Question

Backup strategies for a large VM

  • 11 February 2021
  • 8 comments
  • 111 views

Userlevel 6
Badge +2

Hello everyone,

I’m wondering what is your strategies/tricks about backuping a large vm (many TB+)? Duration? Active Full ? Synthetic one day a week?

 

I look forward to reading you :sunglasses:

 


8 comments

Userlevel 1
Badge

I don’t think it’s really about the size of the data, it’s about what your company and users expect regarding protection, restore points, time to restore, etc. That will drive the decisions you make regarding how and when you backup the data.

To try and answer your question though, for Production VM's I run daily incrementals using Change Block Tracking and a weekly (Saturday) active full. Servers are 10-30TB.

Userlevel 7
Badge +3

Hello @BertrandFR ,

I have discussed wth my vSphere and Windows / Linux colleagues about large virual disks quite some time.

We agreed finally to split large virtual disks (the biggests is about 14 TB) into several VMDKs with asize not greater than 2 TB. These VMDKs will be combined to a big disk on Windows or Linux side.

So we can backup and restore with several sessions and are much faster than with one big VMDK and one backup/restore session.

 

As backup strategy we are doing daily incremental backups with weekly synthetic full. As we are using ReFS and XFS repositories the synthetic fulls are created rather fast and without much space requirements….

Userlevel 6
Badge +2

It all boils down to your agreed BCP/DR policy and what RPO/RTO you have defined. I agree with the recommendations given by Jochen about splitting the VMDKs not more than 2TB as a backup job is per VMDK than per VM so that limits the scope of size of the data to 2TB max.

Userlevel 5
Badge +2

Hi BertrandFR

 for VM monster machines like file servers or huge databases I don't use the classic vsphere backup job for VM.
I use Veeam Agent Windows or Linux, to avoid taking snapshots on servers where the change rate is high.Iit is a risk snapshot a file server monster machine risk of saturating the datasore. In addition to avoiding keeping the snapshot open for too long to wait for the backup to finish.
With the veeam Agent I am sure to avoid this kind of problem.

I recommend a synthetic full with repository with fast clone enabled Refs or XFS.

If you don't have much space on the backup repository and you need to have many restore points, I recommend reverse incremental

cheers

Userlevel 6
Badge +2

Thank you all for your answers, it will guide me for the right solution :)

Userlevel 6
Badge +1

A good way could be synthetic once a week and full one time per month.

Userlevel 3
Badge

I backup a hand full of VM File servers from 5T to 14T with 2 Virtual Drives.  Take advantage of using a VMPROXY server for each host the VM lives in.  My File Servers are on its own host and each host has its own VMPROXY Server.   These Hosts have 10Gb nics.  Backups are sent to its own NAS Repositories with 10Gb Nics.  Incremental Daily and Weekend Active Full.  With Each File Server on its own Host with its own VMProxy being backed up to its Own NAS repository streamlines the process and minimises delays for backups to complete.

Userlevel 7
Badge +3

Awesome question.

 

I’d start by categorising the workload.

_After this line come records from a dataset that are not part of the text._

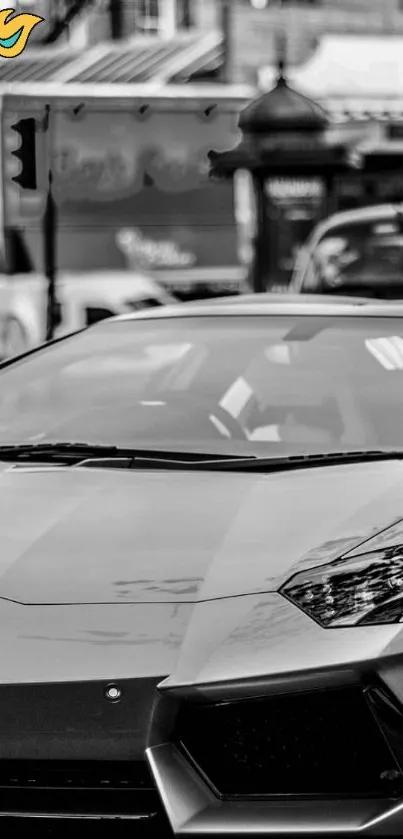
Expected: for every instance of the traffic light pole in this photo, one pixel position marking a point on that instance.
(49, 237)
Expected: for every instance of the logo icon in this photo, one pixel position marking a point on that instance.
(15, 31)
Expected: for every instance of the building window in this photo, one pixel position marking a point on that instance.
(148, 15)
(184, 14)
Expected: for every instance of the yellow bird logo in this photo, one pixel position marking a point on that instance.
(15, 31)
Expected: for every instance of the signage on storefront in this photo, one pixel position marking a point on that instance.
(295, 188)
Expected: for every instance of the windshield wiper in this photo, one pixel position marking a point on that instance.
(100, 455)
(104, 456)
(304, 461)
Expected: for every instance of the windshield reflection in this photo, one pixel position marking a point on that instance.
(247, 385)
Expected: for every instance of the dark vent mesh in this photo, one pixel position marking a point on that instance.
(324, 743)
(77, 787)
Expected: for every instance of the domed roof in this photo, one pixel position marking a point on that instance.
(282, 109)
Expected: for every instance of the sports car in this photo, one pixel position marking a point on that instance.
(201, 571)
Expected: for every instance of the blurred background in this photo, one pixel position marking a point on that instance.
(196, 144)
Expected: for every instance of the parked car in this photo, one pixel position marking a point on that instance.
(201, 572)
(359, 252)
(85, 297)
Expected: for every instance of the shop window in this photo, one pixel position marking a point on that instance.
(149, 14)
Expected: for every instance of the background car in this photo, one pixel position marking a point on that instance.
(359, 252)
(85, 298)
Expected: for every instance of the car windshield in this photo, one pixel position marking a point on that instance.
(253, 385)
(359, 259)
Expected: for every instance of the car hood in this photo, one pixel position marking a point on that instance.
(117, 536)
(122, 574)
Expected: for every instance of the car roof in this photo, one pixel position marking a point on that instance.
(267, 304)
(377, 212)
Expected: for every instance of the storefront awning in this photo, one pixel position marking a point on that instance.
(136, 61)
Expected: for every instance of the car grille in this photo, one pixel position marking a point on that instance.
(317, 744)
(70, 788)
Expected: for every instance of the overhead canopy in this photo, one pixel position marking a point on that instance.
(136, 60)
(348, 66)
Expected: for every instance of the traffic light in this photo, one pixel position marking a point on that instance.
(26, 153)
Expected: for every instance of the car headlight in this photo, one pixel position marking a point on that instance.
(359, 588)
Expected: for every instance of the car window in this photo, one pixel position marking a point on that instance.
(228, 384)
(365, 258)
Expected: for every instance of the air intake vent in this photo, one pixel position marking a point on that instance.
(318, 744)
(90, 788)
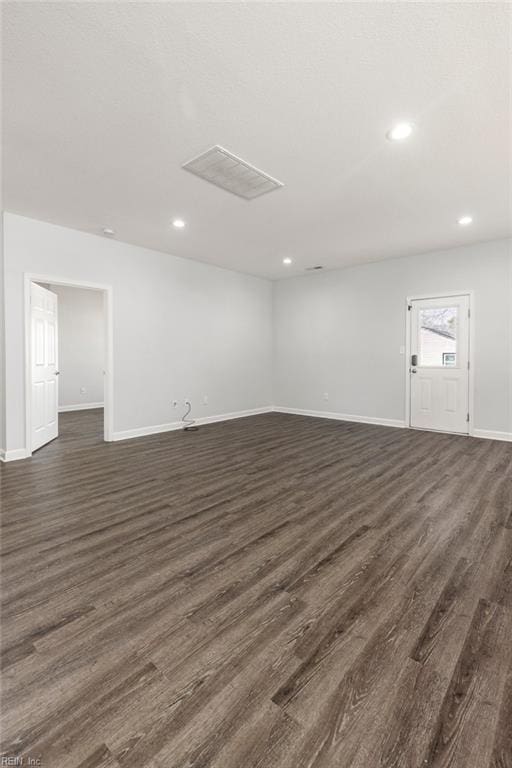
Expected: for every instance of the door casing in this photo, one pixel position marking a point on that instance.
(108, 425)
(442, 295)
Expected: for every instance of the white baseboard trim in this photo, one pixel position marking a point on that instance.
(342, 417)
(14, 455)
(175, 425)
(79, 407)
(489, 434)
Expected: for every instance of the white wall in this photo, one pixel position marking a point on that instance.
(81, 345)
(340, 332)
(181, 328)
(2, 345)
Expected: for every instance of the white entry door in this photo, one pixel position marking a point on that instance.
(44, 373)
(439, 364)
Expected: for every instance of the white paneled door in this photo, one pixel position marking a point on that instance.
(439, 364)
(44, 359)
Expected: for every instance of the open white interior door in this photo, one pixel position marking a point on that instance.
(44, 360)
(439, 364)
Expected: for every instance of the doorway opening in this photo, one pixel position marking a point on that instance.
(439, 368)
(68, 359)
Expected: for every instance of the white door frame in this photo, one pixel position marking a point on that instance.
(29, 277)
(471, 320)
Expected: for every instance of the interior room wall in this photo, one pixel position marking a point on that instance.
(81, 346)
(339, 333)
(182, 329)
(2, 344)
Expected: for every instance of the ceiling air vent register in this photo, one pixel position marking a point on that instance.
(229, 172)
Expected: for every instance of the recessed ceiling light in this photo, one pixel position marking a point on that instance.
(400, 131)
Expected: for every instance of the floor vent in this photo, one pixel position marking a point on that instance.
(229, 172)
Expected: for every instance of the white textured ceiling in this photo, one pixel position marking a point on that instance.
(104, 101)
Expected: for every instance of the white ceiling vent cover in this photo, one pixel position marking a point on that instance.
(231, 173)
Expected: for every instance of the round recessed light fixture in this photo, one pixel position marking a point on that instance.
(400, 131)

Is it:

  • Highly transactional
  • High amount of data change
  • Low amount of data change / low amount of transactions

Once we know this then we need to know the connection options available. Can we use storage snapshots? What access modes can we use? Direct SAN Access? Hot-Add? What speed will our access mode be?

Finally I’d look at the speed of the repository and the connection path between proxy and repository, is the primary backup on-site or offsite? What connectivity speed is between them?

 

To provide some examples of what I’d be recommending:

 

If it was highly transactional I’d be looking to leverage storage snapshots for backups where possible as this will be the best prevention for longer stuns.

If there’s high data change I’d first ask the question of is it necessary data change? I’ve seen too many large CBT deltas due to Windows Deduplication enabled on a file server as an example. Or someone writing a SQL backup file every hour of a low changing database.

 

When it’s a large VM and the storage snapshot option is available I’d tend to use it for the initial backup if a maintenance window isn’t available to accept subpar performance. I prefer not to have to keep amending jobs.

 

Large VMs with little data change tend to be the ones on slower storage unless they’re transactional, so snapshots won’t grow as large in size, so it becomes more a conversation of ensuring the repository can commit data at a reasonable pace to keep snapshot time down.

 

If I hit a fringe case where most of the above isn’t applicable then I get out the bag of tricks. To keep backup job times lower if there’s many disks I can run jobs with just one disk added each subsequent run to ensure the host can clear down the logs before they’ve grown too large. Another trick can be setting a database log file drive to independent to prevent it being snapshotted and cutting down on redos.

Comment